Implementing these changes were an operational challenge because the staff were too used to working in the beautifully restored heritage buildings. “The staff have worked so long in a nice environment, even though it had space constraints. When they moved to the new building, they realised they could no longer open the windows,” explains Schmid. Instead of windows, the new extension features large-format glass panels that allow ample sunlight to flood the rooms and also ensure that the watchmakers enjoy a dust-free working environment.
But such changes were necessary to prepare the brand for the future. “I always say that I am only a custodian. I received something as beautiful as A. Lange & Söhne and it is my duty to ensure that when I return it, it is more beautiful than when I first received it,” he adds.
The facility is also Saxony’s largest geothermal energy plant. It relies on green energy to power 55 downhole heat exchangers that keep indoor temperatures constantly pleasant throughout the four seasons. The energy-efficient and carbon dioxide-free building is an important contribution to climate change mitigation and is “essential in minimising our ecological footprint and resource consumption,” says Schmid.
The A. Lange & Söhne way
Signature trademarks that define a Lange timepiece
Proprietary balance springs
Unlike most other brands, which rely entirely on balance springs made by hairspring specialist Nivarox, an entity owned by the Swatch Group, Lange relies on its in-house expertise to roll, coil, heat and bend some of its hairsprings. Each watch is paired with a balance spring that had been crafted specifically for a specific movement.

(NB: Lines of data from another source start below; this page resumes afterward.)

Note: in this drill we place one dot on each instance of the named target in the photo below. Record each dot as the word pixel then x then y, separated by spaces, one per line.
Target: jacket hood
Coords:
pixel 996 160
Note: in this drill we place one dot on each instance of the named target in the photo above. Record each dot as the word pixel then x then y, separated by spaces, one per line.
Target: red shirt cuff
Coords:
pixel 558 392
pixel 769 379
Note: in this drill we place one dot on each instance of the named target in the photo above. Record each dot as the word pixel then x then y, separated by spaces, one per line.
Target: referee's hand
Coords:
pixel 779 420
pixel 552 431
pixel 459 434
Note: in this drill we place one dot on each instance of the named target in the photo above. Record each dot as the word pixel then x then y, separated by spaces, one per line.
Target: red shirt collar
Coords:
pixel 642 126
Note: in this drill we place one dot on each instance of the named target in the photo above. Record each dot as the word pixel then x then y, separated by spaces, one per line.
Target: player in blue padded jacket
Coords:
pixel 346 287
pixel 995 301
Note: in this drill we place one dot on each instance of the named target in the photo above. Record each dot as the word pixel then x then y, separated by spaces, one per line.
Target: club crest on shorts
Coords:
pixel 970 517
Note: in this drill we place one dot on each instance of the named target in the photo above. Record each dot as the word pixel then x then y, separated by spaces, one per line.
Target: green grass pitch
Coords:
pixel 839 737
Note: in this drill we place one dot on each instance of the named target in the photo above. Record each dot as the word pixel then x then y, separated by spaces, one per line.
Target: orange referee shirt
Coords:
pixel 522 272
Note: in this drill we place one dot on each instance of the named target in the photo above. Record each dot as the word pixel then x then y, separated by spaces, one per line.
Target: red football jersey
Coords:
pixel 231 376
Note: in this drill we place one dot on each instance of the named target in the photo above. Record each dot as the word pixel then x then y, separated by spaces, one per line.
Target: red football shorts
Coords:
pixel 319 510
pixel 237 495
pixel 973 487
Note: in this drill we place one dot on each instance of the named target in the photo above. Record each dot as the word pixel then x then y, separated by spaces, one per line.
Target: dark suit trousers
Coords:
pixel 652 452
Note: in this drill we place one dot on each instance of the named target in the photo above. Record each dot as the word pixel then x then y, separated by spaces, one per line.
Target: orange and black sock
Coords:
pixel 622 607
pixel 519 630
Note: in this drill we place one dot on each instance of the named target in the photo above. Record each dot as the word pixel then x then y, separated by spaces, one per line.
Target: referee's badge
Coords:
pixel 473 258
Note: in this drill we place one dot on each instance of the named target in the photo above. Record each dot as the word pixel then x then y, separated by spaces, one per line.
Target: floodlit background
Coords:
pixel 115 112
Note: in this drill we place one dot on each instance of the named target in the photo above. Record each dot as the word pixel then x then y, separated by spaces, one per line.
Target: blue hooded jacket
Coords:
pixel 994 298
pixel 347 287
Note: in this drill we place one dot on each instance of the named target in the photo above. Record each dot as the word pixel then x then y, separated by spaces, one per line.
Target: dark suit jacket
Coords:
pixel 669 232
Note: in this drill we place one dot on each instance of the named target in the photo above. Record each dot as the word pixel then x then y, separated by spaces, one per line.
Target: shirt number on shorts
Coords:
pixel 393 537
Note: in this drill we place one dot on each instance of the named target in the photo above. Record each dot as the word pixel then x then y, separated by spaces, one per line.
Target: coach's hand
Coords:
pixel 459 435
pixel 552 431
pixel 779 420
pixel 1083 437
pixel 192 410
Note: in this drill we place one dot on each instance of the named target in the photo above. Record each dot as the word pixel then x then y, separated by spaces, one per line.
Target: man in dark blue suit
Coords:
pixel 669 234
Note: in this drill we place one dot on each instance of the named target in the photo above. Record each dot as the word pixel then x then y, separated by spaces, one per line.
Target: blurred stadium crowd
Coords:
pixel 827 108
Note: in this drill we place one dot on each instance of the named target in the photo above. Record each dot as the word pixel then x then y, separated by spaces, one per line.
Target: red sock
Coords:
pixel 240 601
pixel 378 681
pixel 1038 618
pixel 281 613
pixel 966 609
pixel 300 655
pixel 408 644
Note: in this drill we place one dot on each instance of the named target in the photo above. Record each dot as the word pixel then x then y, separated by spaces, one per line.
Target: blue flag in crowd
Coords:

Hand-engraved balance cock
Lange watches are decorated with a combination of traditional finishing techniques such as flat polishing, chamfering, black polishing, perlage, engraving, sunray graining, Glashütte ribbing and contour grinding. These are executed by hand and cover every part of the movement, including the portions that are no longer visible in an assembled movement. Engraving is perhaps the most well-known of Lange’s aesthetic expressions: There are a total of six hand engravers in the manufacture and they use freehand techniques to work on everything from the balance cock to special dials, such as those that are on the Lange Handwerkskunst models. In theory, every Lange watch is a one-of-a-kind creation because there are no two balance cocks that are decorated identically.
The famous double assembly process that Lange stands resolutely by is not just a brand specialty, it is also a form of quality control to guarantee each timepiece’s superior performance. A watchmaker puts together the various movement components before the movements are sent to the regleurs, who ensure each of them fall within the average daily rate tolerance (at Lange, it’s between -2 to +4 seconds). At this point in time, when the next logical step would be to encase the perfectly functioning movement, the Lange watchmaker takes the movement apart again and repeats the assembly process. Each movement component goes through ultrasonic cleansing before some of them are decorated with their final finishing process. This second assembly process is when the three-quarter plate made of German silver (another brand trademark) is given the traditional Glashütte ribbing, when the hand-polished gold chatons are positioned on the plate and when the watchmaker replaces the plain screws with thermally blued ones.